火の玉をひたすら受け流す小さき生命と、黒い剣撃に槍と風で対抗する少年。


これは、妖精二人を率いる少年―リュウ―が、カゲの手下兄弟を相手に戦闘を繰り広げる一部始終である。




「いつになればここまで来られるんすかねー? ここまで来ない限り、僕の魔法は止められないすよー?!」


狂ったような身振りで放ってくる「弟」の火の玉は、確実にリュウへ向かってゆく。
それをすかさず、妖精の二人が身体をはって他方へ投げ飛ばした。



「んあー! あのいいまわしムカつくー!」
「落ち着くのよレト! リュウさんは力をつくしているでしょう?」
「分かってるよラト姉! だからこそリュウ! も っ と が ん ば っ て ー っ!」

リュウの耳元で、妖精のレトは声を張り上げた。それに応えようとリュウは槍を振るう。

しかし、形だけのその行為は、「兄」の剣さばきにたやすく負けてしまうのだった。



「詰めが甘い。さっきの威勢はどうした」

敵への目線は外していないリュウではあるが、声は出ない。

「これでは面白くない」と兄は吐き捨て、肩で息をする槍使いの目の前で、剣を放り投げた。


「あとは任せるぞ、弟よ」

「まちなさい! にげるつもりね!」

「レトちゃん! 戻るんだ!」

「そうだ」

がし、と兄は接近してきたレトを掴む!


「こうなるのだぞ」

「いや! はなして!」

「レト!」
「レトちゃん!」

「よそ見してていいんすかあ?」

その言葉を追うように、兄の背後から弟の火の玉が飛び出した!


「散り失せろ!」

「きゃあっ!」

ラトはリュウの肩にしがみつき、丸まった。
リュウはラトがいる肩を後ろへ引いてそれから、もう目をつむることしか出来なかった。

場は弟独特の笑い声に包まれる。




のは、つかの間。


「その手にある妖精を、離してもらおう」

「――ハ、あ、兄さん?!」


ー変。
レトを掴んでいる兄は胸ぐらを掴まれ、朱色に輝く波状の長剣を、のど元に向けられていた。

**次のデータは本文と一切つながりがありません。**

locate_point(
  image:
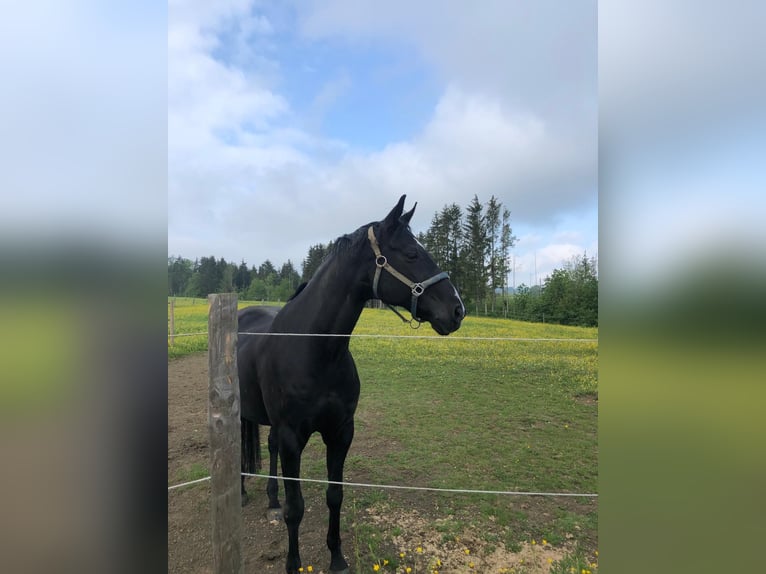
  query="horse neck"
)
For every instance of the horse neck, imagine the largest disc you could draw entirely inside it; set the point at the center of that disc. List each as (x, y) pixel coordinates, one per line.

「というより、どうして僕の魔法が槍使いに効いてないんすか!」

そう。
火の玉に当たるばずのリュウとラトは無傷。

その代わり、彼の後方左右では、地面に小さく焼け跡があったのだった。


「この剣で振り払ったまで」

そう言った「女性」は、驚きを隠せない弟の姿を凝視しつつも、武器と兄の胸ぐらを持つそれぞれの手の力は抜いていない。

冷静に、かつ鋭く見据えるその女性に、弟はひたすら歯をきしめる。
静かに黒い火をまとわせながら。


ただしその行為も、女性は見ずとも分かるらしく。


「その両手のホノオを打ってみろ。
 こいつの首を、お前のホノオと共に切り捨てる」

こう言葉を投げかける。

弟はしばらくして「ちくしょう」と吐き捨て、攻撃の構えを止めた。


「さあ。あとはお前が妖精を離すだけだ」



兄が目をふせたとほぼ同時に、静かにレトが手放された。
女性は握っていた手が開かれたことを確認すると、「それでいい」と言って勢いよく兄を突き放す。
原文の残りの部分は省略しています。